50 mins The first ten overs are finally completed. It’s been all go.
84 mins Nicho comes out of a break with this: “One of the many things that go with IPL is the opportunity for one lucky girl to…”
To what, readers? Have dinner with Simon Doull? Second prize: two dinners?
No. The answer is “…end up in a Bollywood movie. Fifty thousand rupees are there for her, and a business class trip to India, as the tournament goes ahead with its Miss Bollywood South Africa compeition.”
The camera lingers on some fox in the crowd. Nicho continues: “We’re looking for that lady. Who knows? It might be you.”
Who this ‘we’ is, is not clear. The IPL? Setanta? Nicho and Simon Doull together, the deadly duo? I picture Nicho, looking groomed, smelling wonderful and ready for cocktails and Doull, looking dull, smelling of boredom and ready to paint the skirting board, back at the hotel, trawling through a mountain of risque photographs sent in by dusky Veldt-based Bollywood wannabes.
Not for the first time, I wonder if Nicho is, by some weird twist of space-time, leading a life actually intended for me.
I conclude he probably isn’t.
Surely this is the role for which Nicho was born: cricket commentary crossed with the chance to preside over an ongoing beauty contest, a format that has traditionally – well, traditionally in the 1970s anyway – been the preserve of the nation’s No 1 mainstream presenter. Aspel. Forsyth. Peter Marshall. You remember.

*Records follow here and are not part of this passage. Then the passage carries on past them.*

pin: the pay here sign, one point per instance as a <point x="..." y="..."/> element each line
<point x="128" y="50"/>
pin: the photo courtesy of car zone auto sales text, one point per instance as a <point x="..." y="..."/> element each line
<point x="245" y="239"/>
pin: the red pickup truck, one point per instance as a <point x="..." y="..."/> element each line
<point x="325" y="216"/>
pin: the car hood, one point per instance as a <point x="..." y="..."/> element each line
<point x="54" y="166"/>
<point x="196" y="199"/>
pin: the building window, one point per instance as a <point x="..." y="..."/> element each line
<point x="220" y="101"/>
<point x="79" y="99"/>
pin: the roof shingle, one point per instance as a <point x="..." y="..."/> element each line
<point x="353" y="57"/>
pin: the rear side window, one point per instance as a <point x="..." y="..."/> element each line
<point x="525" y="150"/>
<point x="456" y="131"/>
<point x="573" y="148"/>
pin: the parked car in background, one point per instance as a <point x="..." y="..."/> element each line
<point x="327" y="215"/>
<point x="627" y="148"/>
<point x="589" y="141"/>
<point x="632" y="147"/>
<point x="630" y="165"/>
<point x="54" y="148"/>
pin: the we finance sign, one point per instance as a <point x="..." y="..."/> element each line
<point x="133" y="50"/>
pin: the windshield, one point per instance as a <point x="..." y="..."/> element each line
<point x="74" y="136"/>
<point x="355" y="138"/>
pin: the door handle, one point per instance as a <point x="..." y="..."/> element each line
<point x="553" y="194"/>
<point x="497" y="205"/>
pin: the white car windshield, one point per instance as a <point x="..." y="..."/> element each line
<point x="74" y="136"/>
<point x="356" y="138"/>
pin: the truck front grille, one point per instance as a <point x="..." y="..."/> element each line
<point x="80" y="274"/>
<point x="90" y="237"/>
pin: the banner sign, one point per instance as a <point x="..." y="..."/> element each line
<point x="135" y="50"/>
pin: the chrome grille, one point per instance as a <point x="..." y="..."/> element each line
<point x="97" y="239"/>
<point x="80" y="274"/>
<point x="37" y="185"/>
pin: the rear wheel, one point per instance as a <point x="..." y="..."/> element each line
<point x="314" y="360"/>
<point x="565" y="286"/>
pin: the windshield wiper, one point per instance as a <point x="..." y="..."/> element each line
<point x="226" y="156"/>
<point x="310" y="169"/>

Maybe this is exactly why he was hired. Imagine Lalit Modi weighing up the options. Would Tony Greig be the man for the job? (“And. Let. Me. Tell. You. That is a fox! Oh no – no she isn’t! Hang on, maybe she is!”) Nasser Hussain maybe, shaking with rage and undermining the light-ent vibe?
I don’t think so. (Obviously the correct answer would have been Ravi Shastri, immaculate, like the prince of a small but very wealthy country. He makes Nicho look like Steptoe and Son. Maybe he turned it down.)
86 mins Freddie Flintoff gets hit for the first three sixes of the tournament and we rediscover the fact that in IPL land, they are not sixes but ‘DLF maximums’. Within days, Flintoff will make his excuses and leave after hurting his knee trying to lift a big bag of money.
And I’ll still be wondering what happened to Dominik Holyer’s dog.